И все же он попробовал схитрить: вильнул и стал наезжать лежащему на ноги…
Нет, он не зажмуривался тогда! Он наезжал и видел в блеклом свете фар распростертое, распластанное тело и запрокинутое, белое, как мел, лицо Грача и разинутый в крике, перекошенный его рот.
А затем машину тряхнуло, и он ощутил, услышал хруст — мокрый, медленный хруст ломающихся костей.
Ну а «зажмурился» он уже после… Дрогнули не руки его, а душа. Чтобы как-то жить дальше, нужно было забыть увиденное.
И Алексей забыл, отгородился от действительности.
В общем-то, он жидкий был парень, с гнильцой. Но все же заниматься им стоило.
В жизни нашей существует два уровня. Уровень света и уровнь сумерек. Граница меж ними зыбка, неотчетлива и переступить ее не так-то уж трудно. Но все же надо решиться на это, надо суметь сделать первый шаг! Алексей не сумел… И сломался. Сломался как раз на самой черте. Но как бы то ни было, остался по эту сторону.
Теперь мне все было, в принципе, ясно. За исключением одной только детали.
Откуда, недоумевал я, откуда же взялись его ночные страхи? Весьма предметные страхи — постоянное ожидание мести, боязнь преследования… О какой мести может сейчас идти речь? Ведь он же выполнил все, что требовалось. И, таким образом, как бы оправдался в глазах ребят.
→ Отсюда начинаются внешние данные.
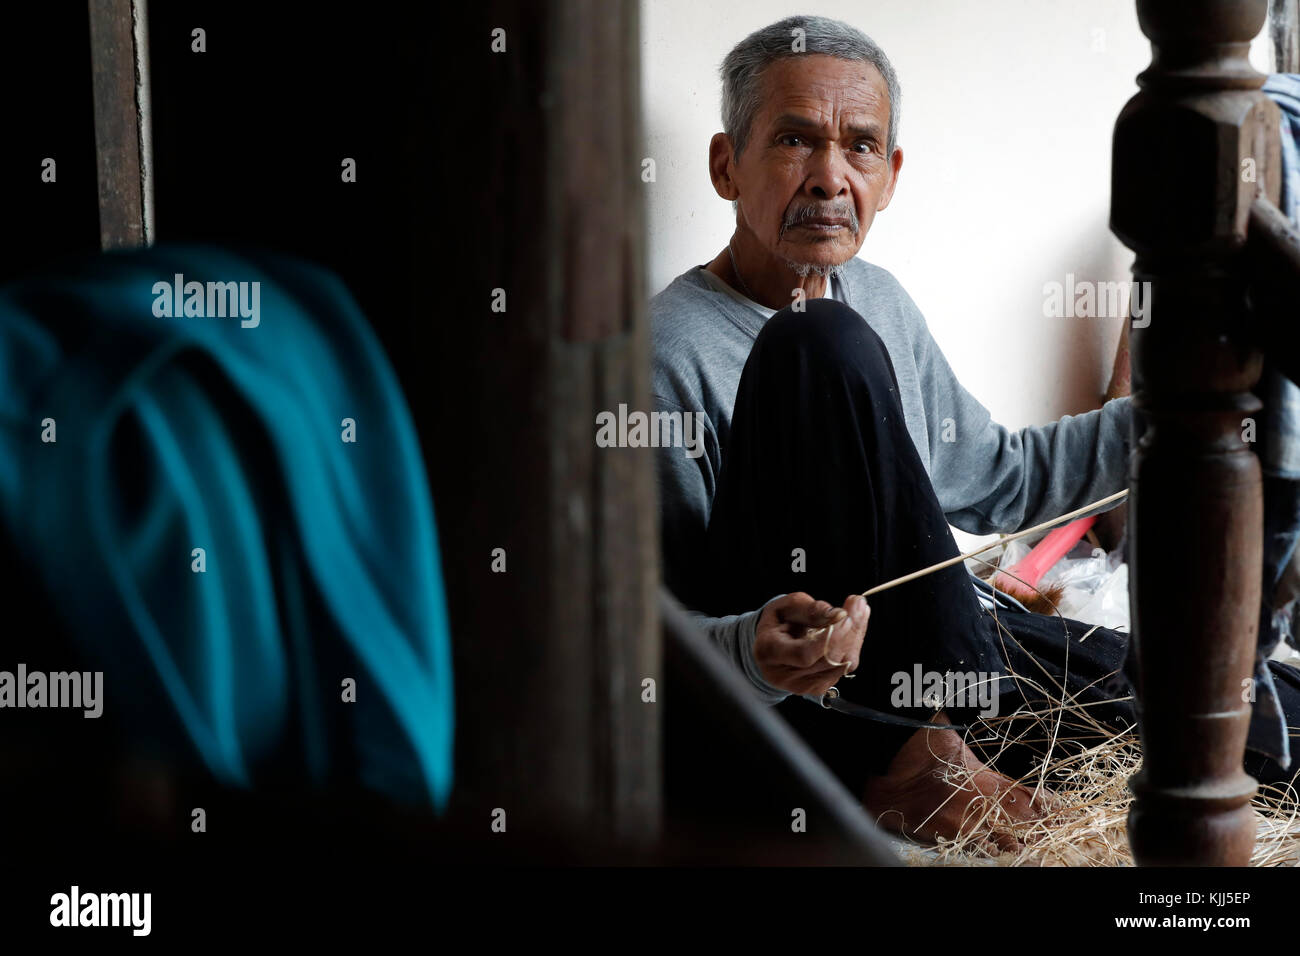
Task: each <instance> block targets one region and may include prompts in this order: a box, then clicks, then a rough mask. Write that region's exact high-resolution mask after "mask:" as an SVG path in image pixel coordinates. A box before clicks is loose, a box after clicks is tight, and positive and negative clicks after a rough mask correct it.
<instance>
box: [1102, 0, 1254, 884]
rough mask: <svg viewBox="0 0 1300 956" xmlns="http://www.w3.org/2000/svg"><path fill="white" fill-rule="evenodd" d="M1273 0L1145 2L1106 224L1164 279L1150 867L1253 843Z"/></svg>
mask: <svg viewBox="0 0 1300 956" xmlns="http://www.w3.org/2000/svg"><path fill="white" fill-rule="evenodd" d="M1266 13H1268V0H1138V16H1139V21H1140V23H1141V29H1143V33H1144V34H1145V35H1147V36H1148V38H1149V39H1151V42H1152V49H1153V59H1152V65H1151V68H1148V69H1147V70H1145V72H1144V73H1143V74H1141V75H1140V77H1139V78H1138V85H1139V87H1140V88H1141V92H1139V94H1138V95H1136V96H1135V98H1134V99H1132V100H1130V103H1128V104H1127V105H1126V107H1125V109H1123V112H1122V113H1121V116H1119V120H1118V122H1117V125H1115V138H1114V160H1113V177H1114V182H1113V196H1112V213H1110V226H1112V229H1113V230H1114V233H1115V234H1117V235H1118V237H1119V238H1121V239H1122V241H1123V242H1125V243H1126V245H1127V246H1130V247H1131V248H1132V250H1134V251H1135V252H1136V254H1138V259H1136V263H1135V265H1134V276H1135V278H1136V280H1138V282H1149V284H1151V285H1149V299H1147V303H1145V304H1147V306H1148V311H1147V312H1145V315H1144V317H1143V320H1141V321H1140V323H1135V324H1134V332H1132V356H1134V388H1135V399H1134V406H1135V433H1134V434H1135V437H1136V436H1138V434H1139V432H1138V429H1136V424H1138V421H1136V419H1141V420H1143V423H1144V424H1145V431H1144V433H1141V438H1140V441H1139V442H1138V446H1136V449H1135V453H1134V458H1132V463H1131V473H1130V476H1131V488H1132V493H1131V519H1130V522H1131V524H1130V528H1131V535H1132V541H1131V548H1132V551H1131V561H1132V585H1131V588H1132V589H1131V594H1132V597H1131V601H1132V630H1134V640H1135V641H1136V646H1138V656H1139V663H1140V667H1139V670H1140V687H1139V701H1140V730H1141V737H1143V747H1144V753H1145V761H1144V766H1143V770H1141V773H1139V774H1138V775H1136V777H1134V779H1132V780H1131V786H1132V790H1134V793H1135V796H1136V800H1135V803H1134V808H1132V810H1131V812H1130V816H1128V840H1130V844H1131V845H1132V849H1134V856H1135V858H1136V861H1138V862H1139V864H1141V865H1177V864H1201V865H1204V864H1216V865H1234V866H1240V865H1245V864H1247V862H1248V860H1249V856H1251V849H1252V847H1253V843H1255V825H1253V821H1252V816H1251V806H1249V801H1251V797H1252V795H1253V793H1255V790H1256V783H1255V780H1253V779H1251V778H1249V777H1248V775H1247V774H1245V773H1244V771H1243V770H1242V758H1243V754H1244V748H1245V735H1247V724H1248V721H1249V704H1247V702H1245V701H1244V700H1243V687H1248V683H1244V682H1248V680H1249V678H1251V675H1252V662H1253V653H1255V641H1256V628H1257V619H1258V604H1260V574H1261V568H1260V563H1261V533H1262V532H1261V525H1262V502H1261V485H1260V467H1258V462H1257V459H1256V457H1255V455H1253V454H1252V451H1251V449H1249V446H1248V445H1247V444H1245V441H1244V440H1243V438H1244V436H1243V420H1244V419H1247V418H1251V416H1252V415H1253V414H1255V412H1256V411H1257V408H1258V402H1257V401H1256V399H1255V398H1253V395H1252V394H1251V393H1249V389H1251V386H1252V385H1255V382H1256V381H1257V378H1258V376H1260V368H1261V355H1260V351H1258V350H1257V349H1256V347H1255V345H1253V343H1251V342H1249V341H1247V338H1245V337H1244V333H1245V321H1244V310H1245V306H1244V287H1243V277H1242V256H1240V251H1242V246H1243V243H1244V239H1245V233H1247V222H1248V216H1249V209H1251V203H1252V200H1253V199H1255V196H1256V195H1257V193H1258V194H1262V195H1265V196H1268V198H1269V199H1271V200H1274V202H1275V200H1277V198H1278V189H1279V146H1278V113H1277V108H1275V107H1274V105H1273V104H1271V103H1270V101H1269V100H1268V99H1266V98H1265V95H1264V94H1261V92H1260V91H1258V87H1260V86H1261V85H1262V82H1264V77H1262V75H1261V74H1260V73H1257V72H1256V70H1255V69H1252V68H1251V65H1249V62H1248V61H1247V53H1248V49H1249V42H1251V39H1252V38H1253V36H1255V35H1256V34H1257V33H1258V31H1260V29H1261V27H1262V26H1264V22H1265V16H1266ZM1140 293H1141V286H1139V289H1138V294H1139V295H1140ZM1140 311H1141V310H1135V313H1138V312H1140Z"/></svg>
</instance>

Вопрос этот заинтересовал меня чрезвычайно. И я спросил Алексея напрямик. И он ответил, растерянно разведя руками:
— Так ведь я же потом вернулся к Грачу! И подобрал его украдкой. Вернее… — он запнулся, — то, что от него осталось. И в ту же ночь отвез в больницу.
— И говорил там с хирургом, с Ольгой Никодимовой.
— Ты и про это уже выяснил?
— Натурально. И я вот чего не пойму: зачем ты упомянул тогда о кирпичном заводе? Зачем раскрыл себя? Это было неосторожно… Ведь если бы по твоему следу шел не я, а кто-нибудь другой, представляешь, что было бы?
— Представляю, — проворчал он угрюмо, — я и сам не могу понять: как это я сболтнул? Наверно в панике, впопыхах… Потом-то я спохватился, сообразил, но ведь сказанного не воротишь! Вот после того я и спать перестал… Ты сам посуди: если бы в кодле узнали что я пытался Ваську спасти, там сразу бы решили, что мы с ним заодно, что я от него не вовсе отрекся… И тогда они пришли бы казнить меня самого.
«Других казнить ты, значит, можешь, — гневно подумал я, — а себя самого — вон как бережешь!»
Я подумал так, но промолчал: очень уж он был все-таки жалок. И потом спросил, глуша раздражение:
— Но если ты такой пугливый, как же ты, черт возьми, смог к нему вернуться? Как ты решился?
— Что-то толкнуло, — он развел руками, — что-то заставило… Я вообще плохо тогда соображал; все было, как во сне.
И вот эта фраза примирила меня с ним.
— Хорошо… Ну, а откуда ты все-таки узнал о его смерти? Кто тебе сообщил?
— Да это мать, — сказал он, — это она звонила. Она же ведь — мой посыльный! Вот еще кто мается не меньше моего. И ничего не знает толком, не поймет, мечется в панике… Жалко старуху.
— Ну так вот, — сказал я, — ни ей, ни тебе беспокоиться больше не о чем! За тобой, действительно, следили. Но теперь в кодле знают о твоей болезни… До Ольги Никодимовой они, слава Богу, не добрались, но в Алтайской клинике — у твоего психиатра — были. Это точно.
— Да ну? — дернулся он. — И что?
— Как видишь — ничего. Проверили все и поняли, что ты не опасен… Это самое главное!
— Значит, что же — прошептал он, — значит, я теперь…
— Да! Можешь спать спокойно. И, во-вторых, все вообще изменилось, учти это. Самого Каина больше нет здесь, он испарился, ушел. В какой-то другой район.
— В какой?
— Вот этого я пока еще не знаю…
— А каким это образом ты все узнаешь, до всего докапываешься? Кто ты — начистоту?
— Такой же, как и ты, — сказал я, улыбнувшись, — бывший блатной. И я ненавижу таких, как Каин! И вот помогаю тебе, чем могу.
По мере того, как я говорил, Алексей преображался, облик его становился иным, и я подивился случившейся перемене! Плечи его распрямились, муть отошла от глаз. И, заглянув в них, я впервые увидел истинный их цвет. Глаза его были светло-карие, с золотистым отливом. Их уже не ослепляла тоска, в них светилась надежда.